Then, we had a little emergency. The videotape photographer Dane Firkus was using broke. Somehow the camera snapped the tape. We thought we had lost all of the material on that tape. It included about a half dozen interviews with soldiers. Luckily, Dane knew how to splice the tape back together with a knife and some tape. We only lost a few seconds of video instead of an hour! We were so relieved.
Next, we drove over to a simulator area where soldiers were learning how to drive an MRAP. If you've ever been to an arcade and seen one of those flight or driving simulator games that rock back and forth, you should be able to get a good idea what the simulator looked like. Of course, you can also take a look at Jim Slosiarek's photos, too! Soldiers told me they had a lot of fun using the simulator and even felt like they were playing a videogame. However, they also knew this was not a game.
This exercise was teaching them how to react when a tire blows, a bomb explodes or the road gets slick. These lessons could save their lives. At another area of Camp Shelby, soldiers participated in a different MRAP simulator. This one included an actual "cab" portion of an MRAP and spun around 360 degrees with soldiers inside. MRAPS can tip over, so this training allowed troops to understand what a roll-over feels like and get a better idea of how to react. During the final stage of training, soldiers drove the MRAPS around Camp Shelby. When you see these vehicles, they really are intimidating. Each one can cost as much as one-million dollars. It's a hefty price-tag, but the military says they are virtually indestructible and have prevented countless soldiers from getting killed.
We spent the next part of the day visiting a live-fire shoot house. During this training exercise, soldiers learn how to enter a building or house, secure it and kill any enemies that get in their way. While we were there, troops fired blanks. Tomorrow, that particular group of soldiers will use live rounds. It was intense. I can't imagine what it must feel like to be in a real-life situation like this.

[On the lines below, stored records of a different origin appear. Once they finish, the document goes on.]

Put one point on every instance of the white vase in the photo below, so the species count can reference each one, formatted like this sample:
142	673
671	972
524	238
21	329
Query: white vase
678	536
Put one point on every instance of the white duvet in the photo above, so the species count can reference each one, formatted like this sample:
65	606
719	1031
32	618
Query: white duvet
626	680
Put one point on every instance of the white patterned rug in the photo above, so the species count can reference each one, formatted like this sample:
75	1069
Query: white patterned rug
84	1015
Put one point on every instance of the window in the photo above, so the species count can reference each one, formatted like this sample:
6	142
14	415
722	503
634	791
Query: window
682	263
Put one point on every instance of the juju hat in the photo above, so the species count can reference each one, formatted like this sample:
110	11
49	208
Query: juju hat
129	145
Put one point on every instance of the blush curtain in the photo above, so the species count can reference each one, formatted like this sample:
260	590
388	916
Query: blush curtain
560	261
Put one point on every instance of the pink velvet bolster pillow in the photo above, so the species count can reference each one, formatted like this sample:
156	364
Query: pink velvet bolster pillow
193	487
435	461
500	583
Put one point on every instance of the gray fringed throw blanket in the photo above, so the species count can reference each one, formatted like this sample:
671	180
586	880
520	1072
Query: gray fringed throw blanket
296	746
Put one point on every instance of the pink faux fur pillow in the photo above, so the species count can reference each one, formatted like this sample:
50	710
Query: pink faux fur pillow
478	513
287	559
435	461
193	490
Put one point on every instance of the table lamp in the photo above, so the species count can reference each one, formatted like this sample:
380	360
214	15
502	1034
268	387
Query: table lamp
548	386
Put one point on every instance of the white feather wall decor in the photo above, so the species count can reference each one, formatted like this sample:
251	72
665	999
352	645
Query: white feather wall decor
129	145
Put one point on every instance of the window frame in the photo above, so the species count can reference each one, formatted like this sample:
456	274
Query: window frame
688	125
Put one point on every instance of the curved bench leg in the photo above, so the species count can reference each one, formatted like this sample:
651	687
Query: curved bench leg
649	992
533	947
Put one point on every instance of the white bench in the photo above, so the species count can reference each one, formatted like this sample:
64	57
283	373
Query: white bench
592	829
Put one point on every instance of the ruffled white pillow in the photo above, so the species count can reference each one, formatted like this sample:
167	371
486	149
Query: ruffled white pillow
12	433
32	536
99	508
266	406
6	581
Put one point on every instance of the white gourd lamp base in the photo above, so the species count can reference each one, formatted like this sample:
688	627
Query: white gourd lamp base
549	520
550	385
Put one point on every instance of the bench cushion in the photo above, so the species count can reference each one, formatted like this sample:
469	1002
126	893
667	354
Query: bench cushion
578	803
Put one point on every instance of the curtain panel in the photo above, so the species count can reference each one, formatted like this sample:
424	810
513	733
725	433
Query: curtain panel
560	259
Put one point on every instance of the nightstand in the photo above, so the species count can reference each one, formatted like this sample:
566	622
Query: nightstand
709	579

We ended our day by moving out to another section of Camp Shelby. It's basically an area for soldiers who are participating in certain types of training. There are a lot of soldiers from the Iowa City area here. I'll tell you more about the place tomorrow. So far, this has been a great experience. We've gotten the chance to speak with some incredible people and have even run into a lot of soldiers we spoke with at Camp Ripley, Minnesota. It's been fun to catch-up with them here in Mississippi.